Having small children means living in a small child’s world. It means knowing the names and catchphrases of every extant member of Paw Patrol. It means knowing all the words to Let it Go, and which dress belongs to which Disney princess. And it means listening to nursery songs.

But you have to do all of this with your adult mind, with its learned habits of irony and scepticism. Which are of no help to you, really, when you’re spending time with your child. Your child doesn’t want you to point out how irritating it is that the kid who sings Baby Shark can’t pronounce the word shark and sings baby shirk instead. She has no use for your caustic rewrites of Yes Yes Bedtime Song.

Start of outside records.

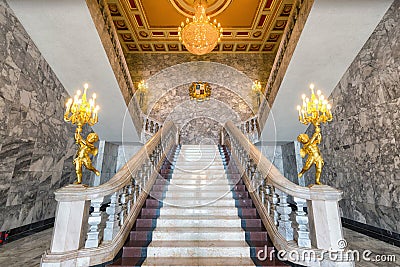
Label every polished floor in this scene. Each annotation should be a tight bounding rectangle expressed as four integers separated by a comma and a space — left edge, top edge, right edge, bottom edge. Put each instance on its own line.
0, 229, 400, 267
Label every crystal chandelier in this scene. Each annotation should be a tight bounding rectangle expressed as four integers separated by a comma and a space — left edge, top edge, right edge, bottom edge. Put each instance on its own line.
178, 0, 222, 55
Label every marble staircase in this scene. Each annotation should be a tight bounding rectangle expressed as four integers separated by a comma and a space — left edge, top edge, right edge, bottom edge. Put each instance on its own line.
109, 145, 286, 266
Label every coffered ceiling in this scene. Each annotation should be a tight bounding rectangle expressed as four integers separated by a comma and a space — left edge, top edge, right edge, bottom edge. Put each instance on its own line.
107, 0, 294, 53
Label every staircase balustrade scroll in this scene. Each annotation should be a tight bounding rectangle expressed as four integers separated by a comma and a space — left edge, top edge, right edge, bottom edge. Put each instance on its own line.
41, 122, 178, 267
237, 116, 261, 144
222, 121, 354, 266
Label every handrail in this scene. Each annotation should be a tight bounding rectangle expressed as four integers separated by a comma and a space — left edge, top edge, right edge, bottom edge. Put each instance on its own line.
225, 121, 342, 201
41, 122, 178, 267
222, 121, 354, 266
236, 115, 261, 144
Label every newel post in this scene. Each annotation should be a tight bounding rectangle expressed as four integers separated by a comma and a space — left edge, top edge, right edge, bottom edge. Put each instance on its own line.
308, 185, 344, 250
50, 185, 90, 253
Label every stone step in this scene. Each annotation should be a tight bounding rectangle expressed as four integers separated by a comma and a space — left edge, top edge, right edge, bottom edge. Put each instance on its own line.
146, 198, 253, 208
144, 240, 250, 258
165, 191, 233, 199
136, 217, 242, 228
130, 227, 246, 240
109, 257, 288, 267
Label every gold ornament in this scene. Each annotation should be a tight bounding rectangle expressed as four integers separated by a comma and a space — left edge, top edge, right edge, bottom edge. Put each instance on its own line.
297, 84, 332, 185
64, 84, 100, 184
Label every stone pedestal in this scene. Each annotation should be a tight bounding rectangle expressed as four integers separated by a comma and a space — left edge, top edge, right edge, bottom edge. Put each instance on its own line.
307, 185, 344, 250
50, 185, 89, 253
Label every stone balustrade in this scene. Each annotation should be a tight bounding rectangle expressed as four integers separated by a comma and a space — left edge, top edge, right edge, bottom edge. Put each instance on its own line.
222, 122, 354, 266
238, 116, 261, 144
41, 122, 178, 267
141, 114, 163, 143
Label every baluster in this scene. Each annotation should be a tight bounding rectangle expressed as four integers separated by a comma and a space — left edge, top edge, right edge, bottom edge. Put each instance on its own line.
85, 197, 103, 248
293, 197, 311, 248
268, 186, 279, 225
142, 162, 149, 189
126, 184, 134, 214
276, 190, 293, 241
134, 180, 140, 200
256, 179, 265, 202
119, 186, 128, 226
104, 192, 119, 241
135, 168, 143, 188
150, 121, 154, 133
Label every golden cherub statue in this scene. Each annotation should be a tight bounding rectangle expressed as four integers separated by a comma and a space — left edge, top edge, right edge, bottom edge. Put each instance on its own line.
73, 131, 100, 184
64, 84, 100, 184
297, 127, 324, 185
297, 84, 333, 185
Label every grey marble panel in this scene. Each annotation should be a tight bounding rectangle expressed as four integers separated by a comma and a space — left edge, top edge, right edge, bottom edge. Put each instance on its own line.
307, 1, 400, 232
0, 0, 91, 231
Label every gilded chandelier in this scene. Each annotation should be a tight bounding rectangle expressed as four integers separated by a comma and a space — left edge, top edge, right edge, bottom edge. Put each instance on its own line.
178, 0, 223, 55
189, 82, 211, 102
64, 84, 100, 184
297, 84, 332, 126
297, 84, 332, 185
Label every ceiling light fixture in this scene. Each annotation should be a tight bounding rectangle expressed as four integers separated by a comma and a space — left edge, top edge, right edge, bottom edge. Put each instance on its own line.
178, 0, 223, 55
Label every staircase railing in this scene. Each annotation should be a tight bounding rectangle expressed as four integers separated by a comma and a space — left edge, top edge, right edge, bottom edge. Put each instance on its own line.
237, 115, 261, 144
222, 122, 354, 266
41, 122, 178, 267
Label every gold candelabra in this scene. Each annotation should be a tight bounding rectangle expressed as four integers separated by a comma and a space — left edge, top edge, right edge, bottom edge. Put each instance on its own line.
189, 82, 211, 102
297, 84, 332, 127
251, 80, 262, 112
64, 84, 100, 184
136, 80, 148, 113
297, 84, 332, 185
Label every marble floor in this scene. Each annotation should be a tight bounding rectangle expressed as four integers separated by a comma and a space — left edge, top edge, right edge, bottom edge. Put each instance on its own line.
0, 228, 400, 267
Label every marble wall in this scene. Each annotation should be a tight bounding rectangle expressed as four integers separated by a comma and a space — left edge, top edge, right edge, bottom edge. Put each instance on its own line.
149, 84, 254, 144
281, 141, 309, 186
310, 1, 400, 233
0, 0, 90, 231
255, 142, 284, 173
90, 140, 119, 186
126, 53, 274, 139
126, 53, 275, 83
116, 142, 143, 171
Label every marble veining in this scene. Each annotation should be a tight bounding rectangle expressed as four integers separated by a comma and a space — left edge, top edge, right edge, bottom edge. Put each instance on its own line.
0, 0, 90, 231
307, 1, 400, 233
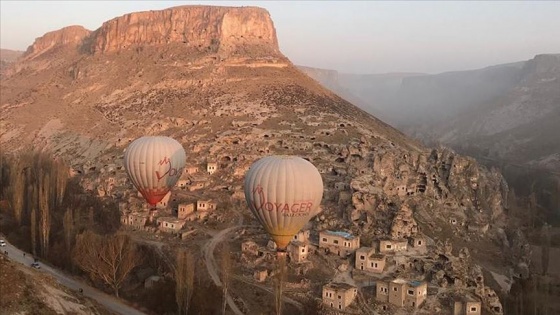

These things are useful only to you, the parent, in those scant off-hours when you wonder about gathering the remnants of your obliterated personality. Most of the time, the cultural stuff that obsesses your children is fascinating to you, too, because, since all parents suffer of necessity from advanced Stockholm Syndrome, everything about your kids is fascinating – even Yes Yes Bedtime Song. See, see, Daddy likes the song!

In a few years there will be no more CoComelon in my life. Its successor, of course, could easily be worse. But I’m up for it. I’m ready. See the Jonestown gleam in my sleep-deprived eyes? All hail the HypnoToad!